A veces íbamos al campo tras el estadio El Olivo, otrora Plasticuchayoc, en busca de huaironqos, jesjentos, langostas, apasancas o lagartijas, en juegos de crueldad infantil, para llevarlos al patio de la capilla y hacer competencias de bailes y carreras de los insectos cazados. Una lagartija que llevaba un cohetecillo encendido en la boca, buscó la seguridad de las sombras de las bancas de la capilla y se desparramó tras la explosión causando alarma entre los feligreses.
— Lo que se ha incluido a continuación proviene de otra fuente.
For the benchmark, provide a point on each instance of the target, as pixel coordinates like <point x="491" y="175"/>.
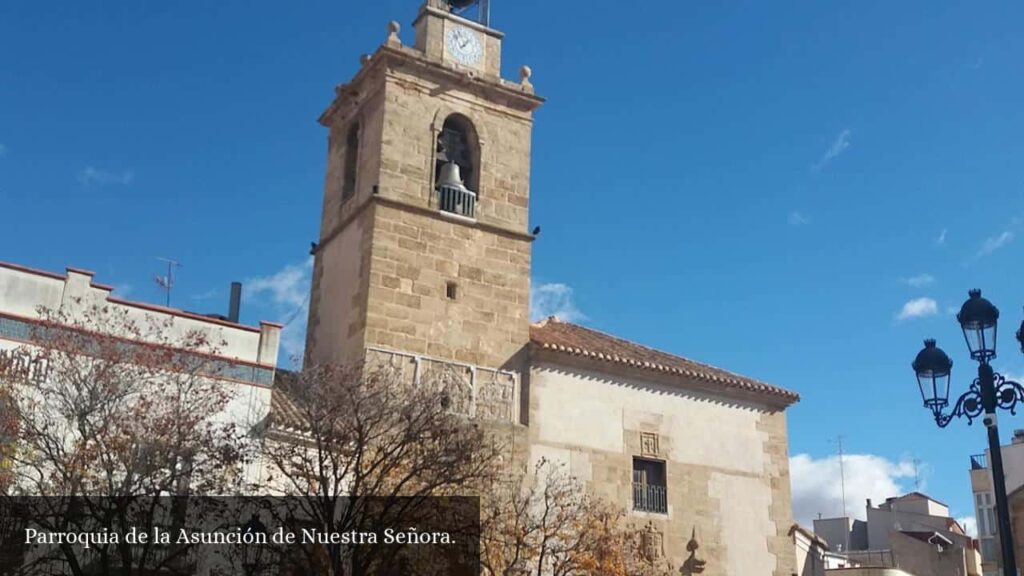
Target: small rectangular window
<point x="649" y="486"/>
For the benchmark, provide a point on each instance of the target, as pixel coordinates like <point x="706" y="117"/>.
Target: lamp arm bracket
<point x="968" y="406"/>
<point x="1008" y="394"/>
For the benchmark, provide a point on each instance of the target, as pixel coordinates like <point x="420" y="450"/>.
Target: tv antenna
<point x="842" y="476"/>
<point x="166" y="283"/>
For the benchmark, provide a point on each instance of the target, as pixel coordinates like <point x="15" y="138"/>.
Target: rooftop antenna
<point x="482" y="9"/>
<point x="842" y="475"/>
<point x="166" y="283"/>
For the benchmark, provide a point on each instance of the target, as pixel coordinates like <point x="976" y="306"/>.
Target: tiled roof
<point x="810" y="535"/>
<point x="553" y="334"/>
<point x="284" y="414"/>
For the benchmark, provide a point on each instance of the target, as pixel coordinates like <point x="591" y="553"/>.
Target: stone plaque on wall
<point x="648" y="444"/>
<point x="651" y="543"/>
Juego que casi nos cuesta la excomunión.
La capilla es hoy un lugar tradicional, buscado y reclamado por los abanquinos para oficios religiosos de salud, aniversarios, difuntos, o misas de cuerpo presente. Hace unas semanas la visité y la nostalgia me ganó, pues los recuerdos movieron, como chaparrón serrano, muchas emociones.
Recuerdo las noches de fuegos artificiales en el mes de enero, los Rosarios y Misas organizados por Mayordomos o Carguyoc, que se esmeraban en atender a los visitantes con ponches, chicha blanca, maicillos y fiestas con banda popular, la Orquesta Villar, como no.
Veo al Cristo caído, trasladado en floridas andas en procesión por la avenida Prado hasta el encuentro de madre e hijo, en el centro de la ciudad, con la Virgen Dolorosa, que viene desde la Catedral, en medio de un concierto de cánticos y rezos que retumban por aires y cielos.
Quedan en la retina la imagen del Señor ataviado con sus capas blancas orladas con hilos dorados y plateados, las pinturas de la escuela cuzqueña, los tallados en madera fina, las bancas mullidas, las paredes blancas, siempre limpias, los grandes ventanales que dejan pasar el brillo solar, alegrando aún más la fiesta cristiana que se vive en sus interiores.
Veo una serenata colorida de abanquinas compartiendo festividad y alegría, bajo la sombra de los árboles que rodean la capilla. Me solazo viendo una patota de niños despreocupados encaramados en las torres de la capilla, sentados en las bancas externas, tirados sobre la grama o correteando tras una pelota. Salud y alegría, ojalá por siempre, con la gracia de nuestro venerado y recordado Señor de la Caída.